PS C:\Users\Justin\Workspace\ollama> .\ollama.exe create commandrplus -f C:\Users\Justin\Downloads\ModelFile
transferring model data
creating model layer
Error: invalid file magic
@gigq Not sure where the problem is, but you should take a look at this -> https://www.reddit.com/r/LocalLLaMA/comments/1bymeyw/command_r_plus_104b_working_with_ollama_using/
Thanks, yeah oddly with that compile of ollama and llama.cpp I'm able to load his model from https://ollama.com/sammcj/cohereforai_c4ai-command-r-plus but not yours. I was actually trying to load yours because while the sammcj one loads the output is a little off. Small prompts seem ok, but as soon as I have any real context I start getting repeating output from the LLM or even just garbage word list output.
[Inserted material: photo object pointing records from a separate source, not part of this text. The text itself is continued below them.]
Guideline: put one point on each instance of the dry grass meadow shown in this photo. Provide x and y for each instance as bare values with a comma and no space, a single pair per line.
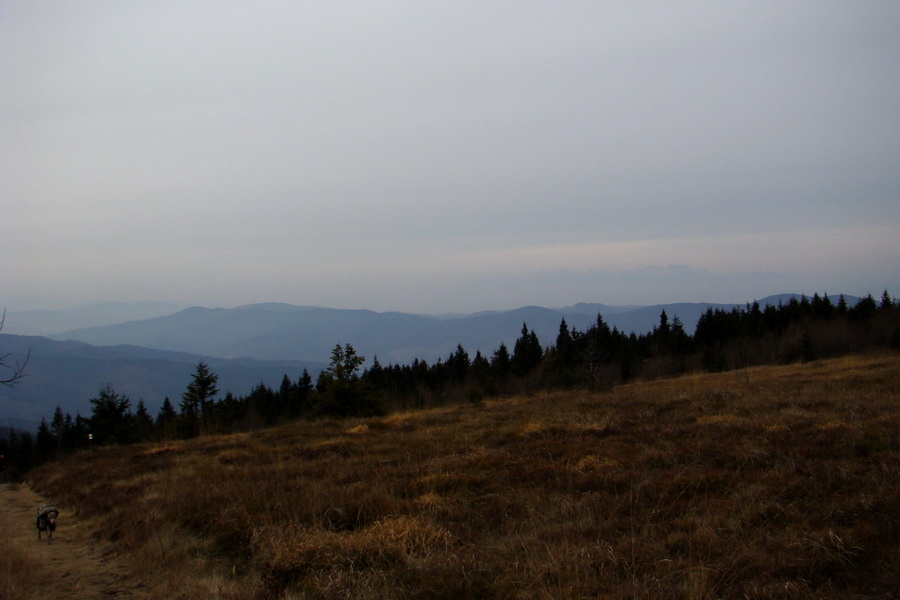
770,482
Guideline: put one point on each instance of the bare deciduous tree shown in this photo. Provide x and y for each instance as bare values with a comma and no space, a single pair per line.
11,374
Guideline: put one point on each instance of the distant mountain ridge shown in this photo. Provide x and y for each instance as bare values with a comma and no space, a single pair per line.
69,373
153,358
277,331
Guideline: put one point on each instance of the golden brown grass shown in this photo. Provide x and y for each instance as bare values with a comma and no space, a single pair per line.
768,482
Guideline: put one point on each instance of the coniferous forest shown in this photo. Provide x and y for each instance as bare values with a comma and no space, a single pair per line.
598,358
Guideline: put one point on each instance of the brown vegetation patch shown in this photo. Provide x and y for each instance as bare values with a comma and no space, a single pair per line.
768,482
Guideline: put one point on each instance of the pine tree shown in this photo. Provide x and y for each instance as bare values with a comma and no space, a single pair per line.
109,416
198,399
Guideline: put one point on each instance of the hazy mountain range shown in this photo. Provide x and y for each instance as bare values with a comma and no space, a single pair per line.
147,354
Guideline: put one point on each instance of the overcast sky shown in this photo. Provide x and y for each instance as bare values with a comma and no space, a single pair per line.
447,156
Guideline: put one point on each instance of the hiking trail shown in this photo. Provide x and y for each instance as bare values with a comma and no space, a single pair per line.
74,565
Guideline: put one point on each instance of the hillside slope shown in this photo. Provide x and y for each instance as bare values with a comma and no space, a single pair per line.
767,482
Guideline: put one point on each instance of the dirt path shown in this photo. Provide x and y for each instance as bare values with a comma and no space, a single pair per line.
73,566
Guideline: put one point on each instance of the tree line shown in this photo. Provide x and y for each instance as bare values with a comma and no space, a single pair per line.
597,358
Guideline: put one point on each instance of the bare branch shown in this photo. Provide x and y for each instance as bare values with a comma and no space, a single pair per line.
18,372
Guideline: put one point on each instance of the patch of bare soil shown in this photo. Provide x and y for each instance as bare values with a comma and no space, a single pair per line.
74,565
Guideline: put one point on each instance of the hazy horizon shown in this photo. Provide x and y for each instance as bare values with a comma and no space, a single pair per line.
447,156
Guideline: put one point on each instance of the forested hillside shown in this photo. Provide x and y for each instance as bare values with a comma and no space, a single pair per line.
596,358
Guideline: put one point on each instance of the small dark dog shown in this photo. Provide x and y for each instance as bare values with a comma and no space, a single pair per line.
46,520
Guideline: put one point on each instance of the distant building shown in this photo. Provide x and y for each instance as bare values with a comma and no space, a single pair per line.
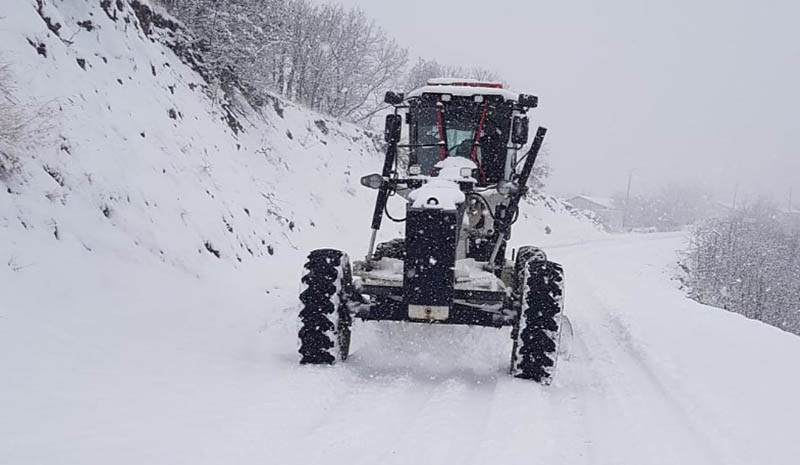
603,208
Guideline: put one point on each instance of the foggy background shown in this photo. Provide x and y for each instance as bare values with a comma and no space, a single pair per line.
692,92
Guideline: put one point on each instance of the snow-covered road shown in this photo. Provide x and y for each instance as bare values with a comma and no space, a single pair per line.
176,371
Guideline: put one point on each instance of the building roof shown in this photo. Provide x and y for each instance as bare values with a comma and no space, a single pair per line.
602,202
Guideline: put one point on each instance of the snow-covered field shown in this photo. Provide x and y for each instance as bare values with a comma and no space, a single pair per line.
145,365
124,338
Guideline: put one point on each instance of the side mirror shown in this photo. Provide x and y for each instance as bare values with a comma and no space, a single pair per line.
391,132
528,101
373,181
393,98
519,130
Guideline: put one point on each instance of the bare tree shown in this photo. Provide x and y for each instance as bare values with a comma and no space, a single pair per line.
748,263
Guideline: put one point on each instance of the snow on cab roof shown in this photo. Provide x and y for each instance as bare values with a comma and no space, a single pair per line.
463,88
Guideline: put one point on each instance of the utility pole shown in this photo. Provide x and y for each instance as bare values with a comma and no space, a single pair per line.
627,199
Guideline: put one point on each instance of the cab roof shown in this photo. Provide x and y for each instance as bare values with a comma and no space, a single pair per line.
463,88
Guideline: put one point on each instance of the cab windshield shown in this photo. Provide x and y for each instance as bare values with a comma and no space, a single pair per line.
460,127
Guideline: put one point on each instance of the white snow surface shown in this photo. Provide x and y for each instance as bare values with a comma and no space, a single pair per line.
124,340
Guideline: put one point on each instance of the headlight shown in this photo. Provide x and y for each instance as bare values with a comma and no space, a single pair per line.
505,188
373,181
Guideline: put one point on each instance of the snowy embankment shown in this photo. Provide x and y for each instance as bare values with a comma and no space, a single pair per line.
124,338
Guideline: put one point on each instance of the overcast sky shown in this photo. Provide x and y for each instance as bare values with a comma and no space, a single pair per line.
695,91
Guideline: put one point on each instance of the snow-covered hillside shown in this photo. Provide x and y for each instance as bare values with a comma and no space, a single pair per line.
144,164
150,253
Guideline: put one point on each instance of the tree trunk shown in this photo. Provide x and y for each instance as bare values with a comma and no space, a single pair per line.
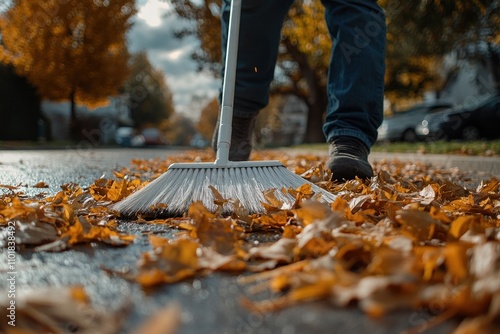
495,67
315,97
74,127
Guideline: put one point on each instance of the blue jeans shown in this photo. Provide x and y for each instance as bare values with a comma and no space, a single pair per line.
356,73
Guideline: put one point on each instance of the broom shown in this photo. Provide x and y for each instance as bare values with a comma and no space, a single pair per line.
172,193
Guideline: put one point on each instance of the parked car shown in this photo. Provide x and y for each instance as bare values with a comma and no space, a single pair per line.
152,136
471,121
401,125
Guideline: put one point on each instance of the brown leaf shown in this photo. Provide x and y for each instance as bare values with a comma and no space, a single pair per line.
164,321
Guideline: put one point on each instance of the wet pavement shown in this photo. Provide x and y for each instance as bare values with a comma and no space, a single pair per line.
209,304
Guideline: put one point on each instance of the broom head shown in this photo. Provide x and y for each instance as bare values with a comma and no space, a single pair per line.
245,182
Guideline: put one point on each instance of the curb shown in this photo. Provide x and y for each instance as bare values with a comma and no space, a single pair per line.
472,164
489,165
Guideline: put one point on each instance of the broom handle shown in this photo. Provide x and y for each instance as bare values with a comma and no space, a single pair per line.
226,118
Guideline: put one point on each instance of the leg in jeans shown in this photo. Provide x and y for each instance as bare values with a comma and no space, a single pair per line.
260,31
355,84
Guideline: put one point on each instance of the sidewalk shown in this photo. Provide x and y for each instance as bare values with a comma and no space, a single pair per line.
489,165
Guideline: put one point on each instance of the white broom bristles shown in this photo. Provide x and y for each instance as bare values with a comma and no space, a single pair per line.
174,191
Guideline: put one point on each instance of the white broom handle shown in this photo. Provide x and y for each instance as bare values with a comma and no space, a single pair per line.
226,118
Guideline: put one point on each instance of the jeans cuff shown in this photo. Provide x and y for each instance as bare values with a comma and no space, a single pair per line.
349,133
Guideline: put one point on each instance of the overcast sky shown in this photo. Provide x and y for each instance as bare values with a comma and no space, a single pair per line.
153,32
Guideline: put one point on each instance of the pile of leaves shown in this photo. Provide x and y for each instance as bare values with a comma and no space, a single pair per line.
411,237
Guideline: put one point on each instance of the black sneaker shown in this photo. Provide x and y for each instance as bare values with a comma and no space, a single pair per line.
241,138
348,159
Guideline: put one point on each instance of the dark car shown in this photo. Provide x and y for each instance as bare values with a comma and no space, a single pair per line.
471,121
401,125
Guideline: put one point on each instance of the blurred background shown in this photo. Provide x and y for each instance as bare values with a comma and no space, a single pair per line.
146,72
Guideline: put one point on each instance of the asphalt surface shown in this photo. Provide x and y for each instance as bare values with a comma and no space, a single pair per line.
209,304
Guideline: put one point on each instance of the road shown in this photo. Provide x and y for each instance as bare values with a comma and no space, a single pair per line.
209,304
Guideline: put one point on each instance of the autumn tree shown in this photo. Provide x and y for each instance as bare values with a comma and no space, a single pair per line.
179,130
208,119
419,33
69,49
149,95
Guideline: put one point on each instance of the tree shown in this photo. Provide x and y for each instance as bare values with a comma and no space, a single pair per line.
149,95
69,49
179,130
419,34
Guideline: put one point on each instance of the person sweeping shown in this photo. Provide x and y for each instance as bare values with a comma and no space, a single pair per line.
355,79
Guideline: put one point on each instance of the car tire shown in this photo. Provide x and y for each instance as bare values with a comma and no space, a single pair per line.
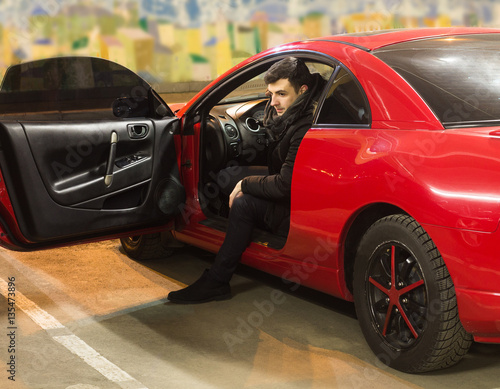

Just wanted to try another model to see if the issue was the model or my compile.
@gigq You might want to report this to sammcj, I see in the link you provided he used my matrix on his FP16 weights so maybe the issue is there? I always use the imatrix of the weights they have been trained on, but I'm not sure if this is a hard requirement.